If you have any questions or need help you can email us.

Call for parliament’s sleaze watchdog to investigate PM over flat revamp

Prime Minister Boris Johnson arriving in the Cabinet Room, Downing Street - Credit: PA

Parliament’s sleaze watchdog must investigate prime minister Boris Johnson over the funding of the lavish refurbishments to his Downing Street flat, Labour has urged.

Deputy leader Angela Rayner called for the Commissioner for Standards to probe whether he broke parliamentary rules by not declaring any donation in the MPs’ register of interests.

The adviser on ministers’ interests appointed by Johnson cleared him of breaching the ministerial code but said he had acted “unwisely” over the work.

Now Labour wants the standards commissioner in the Commons, Kathryn Stone, to investigate a potential breach of the MPs’ code of conduct.

Downing Street said support relating to ministerial activity should be declared on the ministers’ register, as has been done.

But in a letter to the commissioner, Rayner noted she has previously reprimanded Johnson, including in 2019 when he was warned any further breaches may warrant “more serious sanction”.

“It appears that, far from learning the lessons of his previous transgressions, the prime minister has continued with his attitude of treating basic standards of integrity, openness and transparency with contempt and behaving as though there is one rule for him and another for everyone else,” Ms Rayner wrote.

“I therefore write to request that you instigate a further investigation into the prime minister’s failure to register this donation, using your powers as commissioner.”
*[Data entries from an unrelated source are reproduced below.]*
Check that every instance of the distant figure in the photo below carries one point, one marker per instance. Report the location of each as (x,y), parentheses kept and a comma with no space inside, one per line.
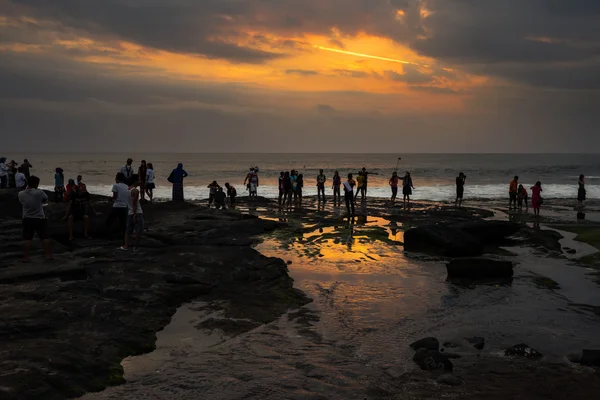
(3,173)
(34,219)
(127,171)
(337,183)
(26,168)
(365,175)
(120,191)
(142,178)
(79,202)
(150,186)
(231,193)
(20,179)
(287,189)
(460,188)
(281,188)
(220,199)
(523,198)
(407,188)
(513,192)
(214,188)
(299,187)
(581,191)
(135,219)
(360,188)
(349,194)
(176,178)
(321,179)
(536,198)
(394,185)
She also accused Johnson of breaching the general principles on conduct in public life of “selflessness, integrity, objectivity, accountability, openness, honesty and leadership”.

The PM can use an annual public grant of up to £30,000 to decorate his Downing Street home, but renovations at No 11 reportedly spiralled up to £200,000.

Lord Geidt, the adviser on ministers’ interests, found Johnson had not been aware Tory donor Lord Brownlow initially had settled an invoice for the works.

But Lord Geidt said Johnson acted “unwisely” in allowing the refurbishment to go ahead without “more rigorous regard for how this would be funded”.

Stone is already investigating whether Johnson properly declared a £15,000 holiday on the Caribbean island of Mustique with his wife Carrie.

A Downing Street spokeswoman said: “Lord Geidt’s independent report shows the prime minister acted in accordance with the ministerial code at all times and sets out the background to the intended establishment of a Downing Street trust.

“The report shows how, at all times, the prime minister followed the advice of officials and he has made a declaration in his list of ministerial interests, as advised by Lord Geidt.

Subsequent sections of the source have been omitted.